While the students get a chance at national glory and prize money, the adult volunteers and judges sacrifice their weekend for less visible rewards.

Among judges are Jocelin Johnson, who judges the music competitions; Walt Carr, who judges fine arts; Grace White, the dramatics and oratory judge; Aurora Trigg, Janice Davis, Pamela Culling, Minnie Crosby, Gloria Adams, Otyce Bird, Pickie Strothers, Lisa Robinson and, of course, Annie Foster.

The Howard County Library is changing its computerized catalog system next week to one called Dynix.

In the meantime, the computers are down, unavailable until Tuesday. Everything will slow down a bit, so please be patient with the staff.

When Dynix goes on line, not only will there be the previous week's backlog to slow operations but the new system is different enough from the current one to take some getting used to.

In fact the librarians will be wearing buttons that say "Be patient, I'm learning Dynix too."

I wonder whether they should have read "Don't shoot the librarian, she's typing as fast as she can" instead?
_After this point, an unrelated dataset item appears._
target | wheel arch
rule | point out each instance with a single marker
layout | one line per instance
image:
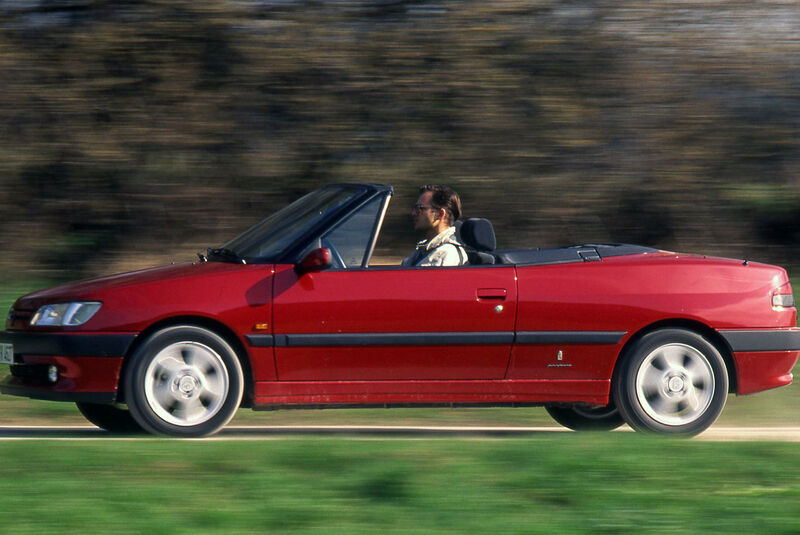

Anyway, the new system has some features that will make looking for books whose full name you've forgotten a lot easier. It's also easier to find books on topics related to the one you're looking for, a boon for researchers.

Some of Dynix's best features won't be fully available until later. These features include a way for patrons to find out what materials are on hold or currently out, a computerized dictionary and a community affairs file.

This last file may be the most important feature of the system. It will have listing of community and social issues organizations, with their services, addresses, contact persons and other pertinent information. There will also be a calendar of community events on line.

Do come in and try out the new system. The librarians will be delighted to show off the newest features of the system.


Care to recycle? The Bollman Bridge PTA is sponsoring a community yard sale on the school grounds Saturday, May 22, from 9 a.m. to 2 p.m.

The student government will have baked goods for sale.

( Call Chris Trainee (301)

776-9924 or Susan Poole (301) 953-3723 to reserve a table for $5.


Summer is coming soon, and with it graduation and vacation plans.

Members of several Baptist churches are planning to visit Choctow Indians in Oklahoma to hold Vacation Bible schools, youth activities and help with traditional revival meetings.

Those who plan to attend from the First Baptist Church of Savage include Margaret Willie, Jennifer Sagor, Sally and Quintessa Breedan, Beth Day, Kim Gifford, Cliff Norris, David Sagor, Eva Sherman, Kevin Tengesdal, Eleanor Witcher, John and Gail Salgado, Mitchell Young, and Bill and Jacky Waller.

Members of other churches attending include El and Judy Huber, Jon Waller, Bob Cremin, Carol Reed, Autin DesAutels and Vivian Phillips.